China Will Release Draft Compass/Beidou-2 ICD on ‘Step-by-Step’ Basis

Cao Chong

Chinese- and English-language versions of a draft Interface Control Document (ICD) for China’s Compass open service signals have been written and will probably be released within a year, a speaker at the Stanford PNT Symposium said in an October 22 presentation.

Chinese- and English-language versions of a draft Interface Control Document (ICD) for China’s Compass open service signals have been written and will probably be released within a year, a speaker at the Stanford PNT Symposium said in an October 22 presentation.

The draft remains subject to further refinements before release, according to Cao Chong, a researcher with the China Research Institute of Radiowave Propagation who works with the China Satellite Navigation Engineering Center responsible for building the Compass system.

Cao said the document would be published in a “step-by-step” fashion, beginning with the open B1 signals (at or near the GPS and Galileo L1/E2 frequency) and B2 signals (at Galileo E5b), and then other signals later on. The ICD will be publicly available via the Internet.

Meanwhile, the Compass/Beidou-2) launch schedule appears to have stretched out a little, now being characterized as 10 launches over the next two-three years. Earlier this year, Chinese speakers at the Munich Satellite Navigation Summit indicated that the schedule would include three satellite launches this year and seven more in 2010.

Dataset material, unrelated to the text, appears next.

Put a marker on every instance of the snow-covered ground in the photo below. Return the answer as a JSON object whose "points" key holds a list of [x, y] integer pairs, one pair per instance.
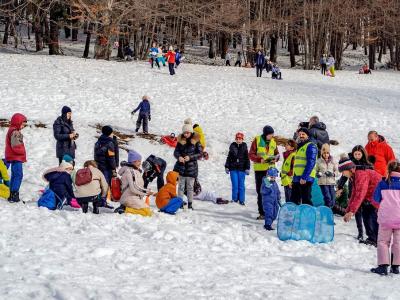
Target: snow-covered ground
{"points": [[218, 252]]}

China could still reach its goal of offering a 12-spacecraft regional system by 2012, comprised of five geostationary orbit (GEO), three inclined geosynchronous orbit (IGSO), and four middle earth orbit (MEO) satellites.

The fully operational capability (FOC) global system expected to be in place by 2020 will add another 23 MEOs to the constellation. Launch of another GEO is planned by the end of 2009, joining the Compass M-1 MEO satellite launched April 14, 2007, and the G-2 GEO launched April 14 this year.

Cao said told Inside GNSS that this initial configuration was chosen to take advantage of the north-south footprint of the IGSOs that will maximize coverage over China and adjacent areas.

Launch of all five GEOs in the first phase will also enable Compass to provide a wide-area augmentation system capability at an early stage employing the data communications channel planned for those spacecraft.

In response to a question from the invited symposium audience, Cao said that about 20 Chinese manufacturers were producing Compass receivers, most of which include GPS capability. About one-third of those produce equipment for China’s defense establishment.

By next year, about 200 million GNSS receivers will have been deployed in China, with more than 700 million users expected by 2020, according to market data that Cao presented.